- Directed by: Gajendra Ahire
- Written by: Gajendra Ahire
- Produced by: Vinay Ganu
- Starring: Vikram Gokhale; Neena Kulkarni; Subodh Bhave; Sai Tamhankar; Kishor Kadam; Arun Nalawade; Anand Abhyankar;
- Cinematography: Govind Nihalani
- Edited by: Santosh Gotoskar
- Release date: 14 June 2013;
- Country: India
- Language: Marathi

= Anumati (film) =

Anumati is a 2013 Marathi film directed and written by Gajendra Ahire. The film stars Vikram Gokhale and Neena Kulkarni in the lead roles. The film has received wide critical acclaim. It won the Best Feature Film Award at the New York Indian Film Festival and Gokhale received National Film Award for Best Actor for his role.

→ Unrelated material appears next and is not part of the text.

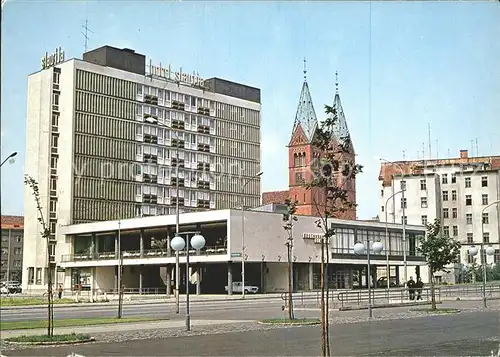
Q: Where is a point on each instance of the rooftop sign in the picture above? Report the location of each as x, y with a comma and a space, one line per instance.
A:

Anupam Khers The Signature movie is the remake of Anumati.

== Plot ==
The movie is based on the helplessness of old man whose wife slips into coma and is on ventilator in the hospital. Expenditures of hospitalisation and medicine are beyond his means. One day he wanders into the home of his college days friend and she learns of the situation after seeing the hospital file in his bag. She goes to hospital and deposits the required money but when she returns, she finds him collapsed dead on the dining table.

==Awards==
National Film Award for Best Actor – Vikram Gokhale

== Song ==
The film includes situational poetry rendered by the lead character Ratnakar played by veteran actor Vikram Gokhale. The movie had melodious song "Phulanchi palakhi nighali" which was sung by Suresh. There is another song "Ghir aai sham" in Hindi rendered by classical singer Prachi Dublay.